Cine


The Indian Space Research Organisation (ISRO) successfully boosted the orbit of its Mars spacecraft by firing the 440 Newton engine aboard it at 1.17 a.m. on Thursday. The engine sizzled with life for seven minutes from 1.17 a.m. and this raised the Mars orbiter’s apogee from 23,566 km to 28,825 km from the earth and its perigee from 247 km to 252 km. ISRO scientists sent the command for firing the engine from the state-of-the-art ISRO Telemetry, Tracking and Command Network (ISTRAC) situated in Bangalore.
This is the first of the six tricky orbit-raising manoeuvres that ISRO will perform as its Mars spacecraft circumambulate the earth during the next 25 days. The second orbit-raising manoeuvre will take place Friday early morning. The sixth and last orbit-raising operation will be done on December 1 when the Mars orbiter will be shot out of its earth-orbit into a sun-centric orbit. From then on, the spacecraft will coast around the sun for 300 days before the ISRO tries to capture it in the Martian orbit on September 24, 2014.

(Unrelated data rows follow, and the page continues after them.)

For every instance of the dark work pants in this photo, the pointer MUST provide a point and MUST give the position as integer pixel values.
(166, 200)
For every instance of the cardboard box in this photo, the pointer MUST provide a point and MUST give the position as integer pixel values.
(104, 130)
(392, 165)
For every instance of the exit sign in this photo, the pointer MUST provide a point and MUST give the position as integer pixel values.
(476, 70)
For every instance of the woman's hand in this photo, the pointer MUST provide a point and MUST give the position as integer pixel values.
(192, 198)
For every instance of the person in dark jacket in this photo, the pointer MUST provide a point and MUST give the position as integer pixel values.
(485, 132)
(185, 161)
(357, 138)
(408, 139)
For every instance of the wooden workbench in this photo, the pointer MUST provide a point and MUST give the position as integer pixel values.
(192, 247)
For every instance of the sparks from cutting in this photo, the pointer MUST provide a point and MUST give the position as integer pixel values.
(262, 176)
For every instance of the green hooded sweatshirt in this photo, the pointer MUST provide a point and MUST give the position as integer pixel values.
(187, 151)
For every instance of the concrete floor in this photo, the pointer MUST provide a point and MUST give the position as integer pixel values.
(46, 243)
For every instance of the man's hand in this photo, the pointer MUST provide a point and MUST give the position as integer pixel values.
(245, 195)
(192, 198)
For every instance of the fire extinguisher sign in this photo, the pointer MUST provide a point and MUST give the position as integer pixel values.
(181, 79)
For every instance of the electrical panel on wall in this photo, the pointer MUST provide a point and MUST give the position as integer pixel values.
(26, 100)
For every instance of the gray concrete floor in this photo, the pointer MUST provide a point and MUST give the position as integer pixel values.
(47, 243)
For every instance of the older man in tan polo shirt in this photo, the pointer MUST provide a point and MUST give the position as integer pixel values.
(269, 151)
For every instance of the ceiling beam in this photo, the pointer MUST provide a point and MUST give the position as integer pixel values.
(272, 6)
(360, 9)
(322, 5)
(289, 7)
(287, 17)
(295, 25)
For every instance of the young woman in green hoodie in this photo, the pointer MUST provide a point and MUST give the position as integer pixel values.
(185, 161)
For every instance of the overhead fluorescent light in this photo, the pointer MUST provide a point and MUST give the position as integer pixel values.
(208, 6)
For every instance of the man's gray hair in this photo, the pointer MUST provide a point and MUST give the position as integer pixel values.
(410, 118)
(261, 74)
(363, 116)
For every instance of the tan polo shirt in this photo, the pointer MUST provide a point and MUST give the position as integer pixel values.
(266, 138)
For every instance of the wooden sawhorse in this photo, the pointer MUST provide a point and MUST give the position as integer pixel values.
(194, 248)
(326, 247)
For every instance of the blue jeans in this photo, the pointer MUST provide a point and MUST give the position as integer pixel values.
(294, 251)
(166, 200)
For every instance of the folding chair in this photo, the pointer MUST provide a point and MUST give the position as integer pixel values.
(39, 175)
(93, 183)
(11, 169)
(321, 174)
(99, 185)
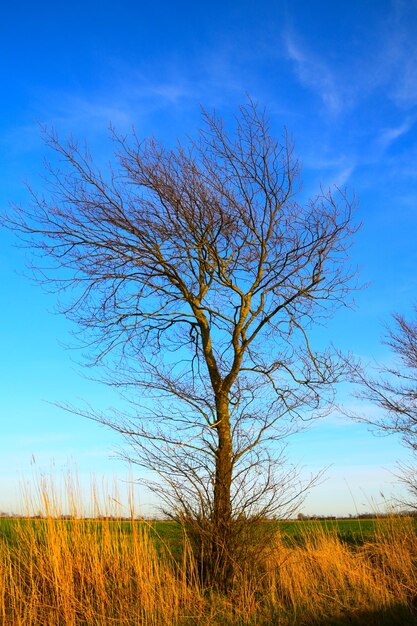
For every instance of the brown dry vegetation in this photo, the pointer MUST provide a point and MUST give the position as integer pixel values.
(57, 572)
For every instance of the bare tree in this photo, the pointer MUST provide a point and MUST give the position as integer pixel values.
(199, 269)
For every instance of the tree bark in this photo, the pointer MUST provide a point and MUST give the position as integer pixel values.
(222, 506)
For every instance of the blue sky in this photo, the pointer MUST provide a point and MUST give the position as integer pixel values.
(342, 77)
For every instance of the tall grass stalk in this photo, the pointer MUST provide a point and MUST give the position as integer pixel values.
(102, 572)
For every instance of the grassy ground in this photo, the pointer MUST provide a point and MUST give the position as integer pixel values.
(97, 573)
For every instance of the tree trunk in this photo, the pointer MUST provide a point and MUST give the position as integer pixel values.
(222, 506)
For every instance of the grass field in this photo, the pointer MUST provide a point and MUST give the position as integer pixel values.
(97, 573)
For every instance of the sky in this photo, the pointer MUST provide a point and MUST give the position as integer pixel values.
(341, 77)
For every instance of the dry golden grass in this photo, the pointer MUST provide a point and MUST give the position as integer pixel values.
(56, 572)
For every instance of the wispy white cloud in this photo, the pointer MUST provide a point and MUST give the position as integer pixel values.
(389, 135)
(313, 72)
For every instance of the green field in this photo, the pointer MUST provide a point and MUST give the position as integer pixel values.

The ISRO’s Polar Satellite Launch Vehicle (PSLV-C25) on Tuesday put the Mars orbit into an earth-bound orbit with a perigee of 247 km and an apogee of 23,566 km.
K. Radhakrishnan, ISRO Chairman, told The Hindu on Thursday that the ISRO fired the liquid engine on board the Mars orbiter for seven minutes starting from 1.17 a.m. and this firing boosted the spacecraft apogee from 23,566 km to 28,825 km.
“At 2.15 a.m. tomorrow (Friday), we will fire the engine again for about 582 seconds, for almost ten minutes, and we will raise the apogee to about 40,000 km from the earth,” said Dr. Radhakrishan.
The ISRO had earlier calibrated the 440 Newton engine before starting to fire it on Thursday early morning.